For the last couple of weeks, I have been trying to get motivation for doing the next blog post and in the midst of working on project approval documents, attending numerous school functions in the last days of the school year, and organising for summer vacations, I just didn’t have the energy and motivation! That is until tonight!
So what happened tonight?
I found myself being Mistress of Ceremonies (for the purpose of being gender sensitive here!) in a cocktail party to launch a Regional Sharefair to show case existing technologies and innovations that are responsive to the needs and priorities of women smallholder farmers. The Sharefair is organised jointly by UN Women, FAO, IFAD, WFP and the Regional Gender and Livelihoods Network of which I am a member. The share fair which runs from the 15-17th of October to celebrate the International Rural Women’s Day and the World Food Day aims at bringing together rural women farmers, private sector companies, research organizations and individuals that have innovative technologies that have potential to reduce women’s drudgery, increase productivity, reduce post harvest losses and improve food and nutrition security.
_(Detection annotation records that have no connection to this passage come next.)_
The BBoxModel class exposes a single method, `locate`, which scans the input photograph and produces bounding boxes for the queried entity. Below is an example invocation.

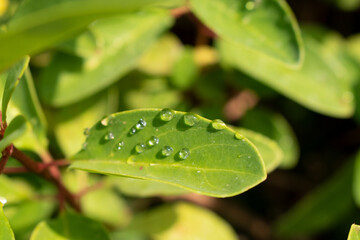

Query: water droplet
[101,116,114,127]
[129,128,136,135]
[160,108,175,122]
[105,132,115,141]
[211,119,226,130]
[0,197,7,205]
[161,146,174,157]
[115,141,125,150]
[147,136,160,147]
[179,148,190,160]
[135,118,146,130]
[184,113,200,127]
[83,128,90,136]
[235,132,245,140]
[135,143,146,153]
And there are many events planned around this—a young scientists’ innovation award for women responsive technologies and for technologies suitable for people with disabilities, a policy dialogue to discuss what policy mechanisms are required and how to put existing ones into practice, awards for innovations that best address rural women’s needs and constraints and many more.
For the first time in a long time, I did not have to explain why this is important, why we have to focus and invest on women, why it is important for women themselves, for their families, communities and countries that women are empowered. The people standing around the room, by the fact that they had responded to this event, knew why addressing gender in agriculture is important. We were on the same page. I did not have to take a deep breath, sigh and start off with “You, know, women are important in agriculture…you know… because…and the evidence shows….”
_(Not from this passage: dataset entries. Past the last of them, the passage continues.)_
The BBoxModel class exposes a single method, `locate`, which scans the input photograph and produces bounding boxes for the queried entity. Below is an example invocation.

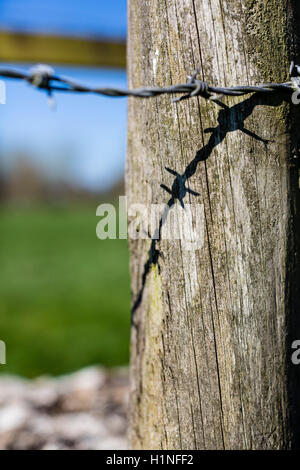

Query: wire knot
[188,68,209,97]
[27,64,55,109]
[290,61,300,92]
[173,68,210,103]
[28,64,54,90]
I still did explain it anyway, being the scientist that I am, I could not resist the temptation to give some figures on the productivity gains from reducing gender based constraints in agriculture-from access to technologies, information, finance, markets to inequitable gender policies and structures and gender norms that constrain women from realising their full potential .
But I digress!
In this conversation, a big focus was on technologies and other innovations that exist and how we can share information more broadly and bring these innovations to a scale that makes a difference in the region.
And so we had a discussion too on what technologies must go! And what a good slogan that made for the meeting! The technologies that have been used for years and years, technologies that smallholder farmers and women farmers are using because they have no alternatives, technologies that bring low returns on rural people’s labour, technologies that make agriculture unattractive to young people!
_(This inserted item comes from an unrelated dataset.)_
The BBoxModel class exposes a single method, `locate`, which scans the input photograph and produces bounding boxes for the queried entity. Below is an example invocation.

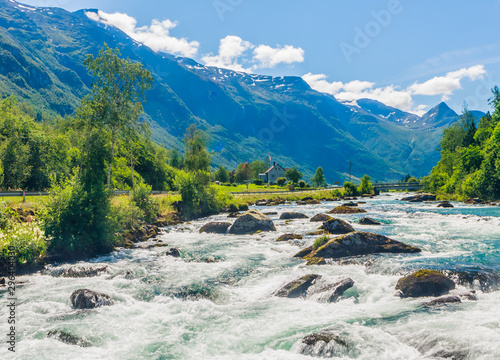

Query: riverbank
[0,194,500,360]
And the first one on this list was the hoe. My mother, and her mother and her grandmother did the hoe; and her mother and grandmothers before that did the hoe! The hand hoe is a technology from BC—and I mean Before Christ! More than 2000 years ago, the hoe was the preferred agricultural tool. 2000 years later, it is still the most common tool that you find in smallholder farms.
So why the hoe? Many reasons: It is backbreaking to use the hoe. It is a rudimentary technology. It reduces the returns to labour for men and for women; it limits the amount of land that can be used even in areas of abundant land availability. And I know there are a lot of arguments there that technology is not the only constraint to agricultural production, but it is one of the major ones!
It is the International Year of Family Farming, and we have to strive to make family farming productive, profitable and sustainable.
In a side conversation with a group of women, we started listing what other technologies that we thought have to go! Anyway, we got two more, but I am sure you have more.
- the kerosene fueled lamp replaced with solar lanterns
- the water barrel that goes on women’s heads and back replaced with wello water wheel that can roll, be pulled or pushed.
What technologies do you think have had their run? And what should they be replaced with?
And how can we incentivise a “silicon valley” or an “agricultural valley” for agriculture technologies?
Your ideas on this on the next blog post!
And am sure rural women themselves have pretty good ideas about some technologies and innovations that would make their work easier and more productive.